The utilization of novel techniques of examination, for instance, the RF methodology, opens a new window to access clinical data. The RF analysis provides a simple and intuitive way to identify the most influential variables for classifying the outcome. By using this approach, we were able to identify specific groups of women who are at higher risk of adverse events and develop targeted interventions to improve their outcomes.

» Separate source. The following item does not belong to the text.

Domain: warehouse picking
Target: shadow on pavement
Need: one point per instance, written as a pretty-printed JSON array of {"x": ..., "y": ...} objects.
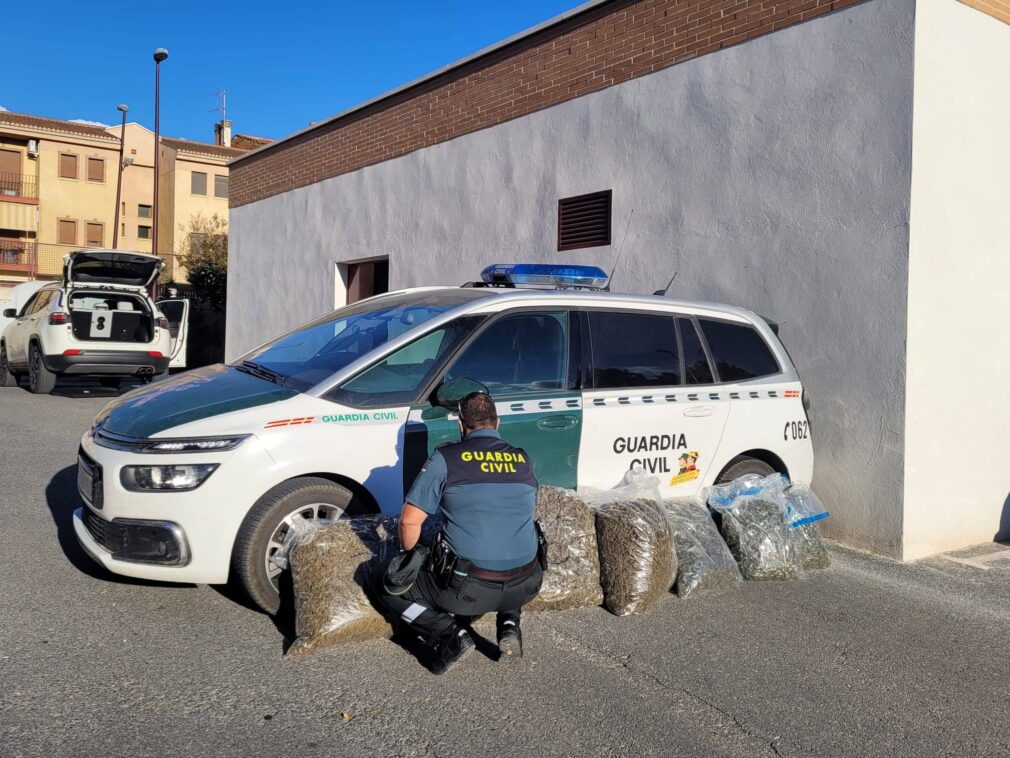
[{"x": 63, "y": 499}]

In the literature review, no article was found that used this method to predict MAE, so we could not compare our results with the current literature.

One of the limitations of the present study is that there may be some influencing variables that were not available in the data, such as maternal lifestyle, socio-economic status, smoking, underlying diseases, genetic and etc., that could affect the outcomes. Therefore, future studies with the presence of more variables are suggested to control for these potential confounders and to explore the causal mechanisms of VDS during pregnancy. Another limitation of the present study is that the VDS was measured using a single blood sample at baseline and delivery, which may not reflect the true VDS throughout the pregnancy. Vitamin D levels can vary depending on various factors such as seasonal changes and dietary intake. Therefore, future studies with repeated measurements of vitamin D at different stages of pregnancy are suggested to consider the dynamic changes of VDS and their effects on maternal health outcomes.

Conclusion

This study highlights the importance of VDS during pregnancy for maternal and fetal health. It also indicates that vitamin D supplementation may be a potential preventive strategy for reducing the risk of MAE. However, further studies are needed to confirm the causal relationship between VDS and MAE, and to determine the optimal dose and timing of vitamin D supplementation.